Se negli ultimi mesi le criptovalute hanno avuto vita difficile in Cina, negli ultimi giorni questo ostracismo sembra essere peggiorato sotto tutti i punti di vista.
Negli ultimi mesi, infatti, sia governo che banche hanno messo i bastoni tra le ruote degli ingranaggi di tutte le criptovalute; prima con un blocco delle ICO da parte della Banca Popolare Cinese, successivamente il governo cinese ha tentato di bloccare il mining di Bitcoin a causa della gravosità sul sistema energetico del paese.
Queste manovre sono state affiancate da un’ulteriore scelta effettuata nelle ultima settimana dai social network propri della nazione asiatica (completamente slegata dai principali social internazionali, ma soprattutto americani), che hanno deciso di eliminare la presenza di qualsiasi pubblicità legata alle criptovalute dalle loro pagine.
Inoltre questa scelta non ha colpito solo i popup pubblicitari, ma anche i risultati delle ricerche degli utenti; azzerando quindi l’accessibilità alle cripto per i cittadini cinesi.
La stessa Sina Weibo (piattaforma di micro-blogging ibridata tra Twitter e Facebook), quando contattata dal South Morning China Post ha risposto che nel prossimo futuro non permetterà alcuna pubblicità, a nessuna criptovaluta; mentre altre piattaforme hanno preferito evitare di rispondere alle accuse, creando comunque una situazione di silenzio/assenso.
Con queste decisioni sono state prese dai social asiatici a seguito di un simile ban imposto da Mark Zuckerberg sul suo Facebook.
Il problema in Cina si pone però su un livello diverso da come si può porre nel del mondo; la Cina infatti ha sempre spinto per una versione più “nazionalistica” di internet, impedendo alla maggior parte dei social e motori di ricerca mondiali di prendere piede tra i suoi cittadini.

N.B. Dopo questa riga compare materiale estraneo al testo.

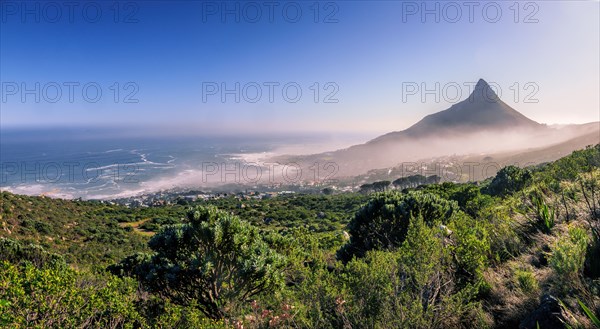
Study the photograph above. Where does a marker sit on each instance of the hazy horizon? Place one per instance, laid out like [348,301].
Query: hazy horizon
[196,67]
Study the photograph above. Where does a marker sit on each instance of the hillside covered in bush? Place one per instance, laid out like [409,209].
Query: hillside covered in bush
[521,249]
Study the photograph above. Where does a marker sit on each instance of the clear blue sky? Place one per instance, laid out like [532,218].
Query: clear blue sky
[368,51]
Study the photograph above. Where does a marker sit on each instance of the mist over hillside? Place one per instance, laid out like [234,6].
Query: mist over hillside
[480,124]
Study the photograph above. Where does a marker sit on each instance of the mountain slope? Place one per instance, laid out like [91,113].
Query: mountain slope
[482,123]
[482,110]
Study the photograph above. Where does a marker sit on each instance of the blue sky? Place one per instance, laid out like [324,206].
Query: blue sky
[361,54]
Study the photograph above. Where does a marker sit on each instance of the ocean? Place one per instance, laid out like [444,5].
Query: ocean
[106,164]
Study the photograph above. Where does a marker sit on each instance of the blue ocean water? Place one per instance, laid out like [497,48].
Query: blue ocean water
[97,165]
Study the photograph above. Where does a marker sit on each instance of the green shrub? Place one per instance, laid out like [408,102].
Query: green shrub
[526,281]
[383,222]
[568,254]
[509,180]
[216,262]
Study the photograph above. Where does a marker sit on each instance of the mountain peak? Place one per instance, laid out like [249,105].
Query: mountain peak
[483,110]
[484,92]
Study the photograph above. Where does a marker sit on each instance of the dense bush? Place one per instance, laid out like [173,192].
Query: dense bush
[215,262]
[383,222]
[508,180]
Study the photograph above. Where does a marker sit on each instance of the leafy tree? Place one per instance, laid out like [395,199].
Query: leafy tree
[381,186]
[382,223]
[215,262]
[509,180]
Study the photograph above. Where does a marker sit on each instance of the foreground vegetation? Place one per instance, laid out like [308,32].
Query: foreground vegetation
[520,249]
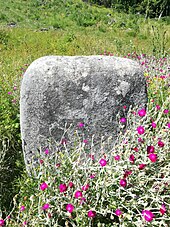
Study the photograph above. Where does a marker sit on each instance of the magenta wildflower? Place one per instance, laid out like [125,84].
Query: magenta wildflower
[46,151]
[162,209]
[2,222]
[142,166]
[85,141]
[158,107]
[82,200]
[62,187]
[136,149]
[127,173]
[153,125]
[58,165]
[118,212]
[140,130]
[148,215]
[91,214]
[140,140]
[117,157]
[71,185]
[41,161]
[78,194]
[92,176]
[46,206]
[80,125]
[14,101]
[152,157]
[123,120]
[63,141]
[85,187]
[160,143]
[25,223]
[166,111]
[103,162]
[91,156]
[22,208]
[132,158]
[43,186]
[69,208]
[150,149]
[123,183]
[142,112]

In una censura forte quanto quella cinese è infatti impossibile aggirare un ban introdotto da un social network; un ban del genere in Europa o America è facilmente aggirabile, basta scegliere di utilizzare altri social molto più flessibili su certi argomenti (per esempio Reddit), mentre in una Cina con social fortemente legati al governo semplicemente le alternative non esistono.
Il forte ostracismo cinese sembra aver quindi reso il paese quasi impenetrabile per qualsivoglia criptovaluta, e la situazione invivibile per molti miner, spingendoli ad un esodo verso “lidi migliori”.
Paesi come il Giappone e Singapore hanno, infatti visto una particolare forma di immigrazione economica, che ha portato la crescita delle transazioni all’interno di questi paesi; e Hong Kong potrebbe essere il prossimo, viste le recenti decisioni in materia di ico.